ゾンビランド:ダブルタップ(ルーベン・フライシャー)

 ジャンル映画かくあるべし、という作品だったと思います。10年ぶりだから、とかキャストがブレイクしたから、とか気負ったところもなく、逆になぜこの企画が成立したのか不思議になるくらい、何も足さない、何も引かないつくりでした。結果として99分というランタイムも好ましい。高邁なテーマ、奥行きのある人間ドラマなど、そういうことに足を取られすぎている昨今の娯楽作品へのアンチテーゼのようにすら感じる清々しさでした。

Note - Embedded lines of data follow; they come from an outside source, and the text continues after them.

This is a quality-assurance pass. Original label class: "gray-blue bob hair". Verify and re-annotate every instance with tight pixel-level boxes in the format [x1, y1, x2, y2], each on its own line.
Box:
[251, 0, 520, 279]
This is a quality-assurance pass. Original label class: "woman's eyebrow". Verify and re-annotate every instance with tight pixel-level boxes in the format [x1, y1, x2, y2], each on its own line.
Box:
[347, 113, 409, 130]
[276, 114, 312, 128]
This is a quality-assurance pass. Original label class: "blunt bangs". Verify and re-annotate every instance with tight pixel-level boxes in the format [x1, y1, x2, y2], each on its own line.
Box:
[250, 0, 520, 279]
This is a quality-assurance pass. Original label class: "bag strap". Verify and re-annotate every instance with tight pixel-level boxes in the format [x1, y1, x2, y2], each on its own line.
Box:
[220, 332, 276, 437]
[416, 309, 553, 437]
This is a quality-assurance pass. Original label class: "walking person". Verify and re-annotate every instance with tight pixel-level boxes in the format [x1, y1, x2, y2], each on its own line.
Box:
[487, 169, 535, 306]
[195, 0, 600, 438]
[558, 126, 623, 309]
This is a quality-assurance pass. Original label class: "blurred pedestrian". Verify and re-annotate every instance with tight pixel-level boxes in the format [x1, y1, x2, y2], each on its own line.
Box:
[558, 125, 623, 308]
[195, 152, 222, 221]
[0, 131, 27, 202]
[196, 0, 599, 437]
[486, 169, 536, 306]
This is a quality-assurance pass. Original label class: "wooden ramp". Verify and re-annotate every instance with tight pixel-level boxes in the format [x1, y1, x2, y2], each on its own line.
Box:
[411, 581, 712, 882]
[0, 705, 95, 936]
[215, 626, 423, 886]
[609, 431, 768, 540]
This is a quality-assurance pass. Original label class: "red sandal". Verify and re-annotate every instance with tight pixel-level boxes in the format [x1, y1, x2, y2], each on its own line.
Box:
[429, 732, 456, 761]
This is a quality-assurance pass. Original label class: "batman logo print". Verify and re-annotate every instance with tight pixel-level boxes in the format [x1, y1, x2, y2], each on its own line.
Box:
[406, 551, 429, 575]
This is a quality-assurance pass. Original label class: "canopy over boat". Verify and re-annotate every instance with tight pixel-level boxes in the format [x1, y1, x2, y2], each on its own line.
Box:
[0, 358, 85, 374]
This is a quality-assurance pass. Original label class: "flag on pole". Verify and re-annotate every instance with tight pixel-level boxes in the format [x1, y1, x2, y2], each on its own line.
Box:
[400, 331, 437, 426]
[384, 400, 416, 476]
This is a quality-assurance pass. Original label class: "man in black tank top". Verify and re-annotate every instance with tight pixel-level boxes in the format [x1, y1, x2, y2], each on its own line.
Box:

 話はストレートなポストアポカリプス・ゾンビもので、前作どおり、のはずなんだけど、何となく『アドベンチャーランドへようこそ』と『ゾンビーワールドへようこそ』と僕の中で細部がごっちゃになっている気もするな…ともあれ、ずば抜けてセリフのやり取りがスムーズで気が利いていて、かつそこから発話者の人となりが立ち上がってきて、なんてよくできた脚本なんだ!と久しぶりに思いました。

 別に傑出した名作じゃなくていいから、こういうよくできた作品を時々見たいですよね。

☆☆☆1/2

※新キャラであるマディソンの「悪い人ではないけど突出して間が悪い感じ」がこれまた光っていて、ゾーイ・ドゥイッチのスムーズとしかいいようのない「悪気がない感じ」の演技が素晴らしかったです。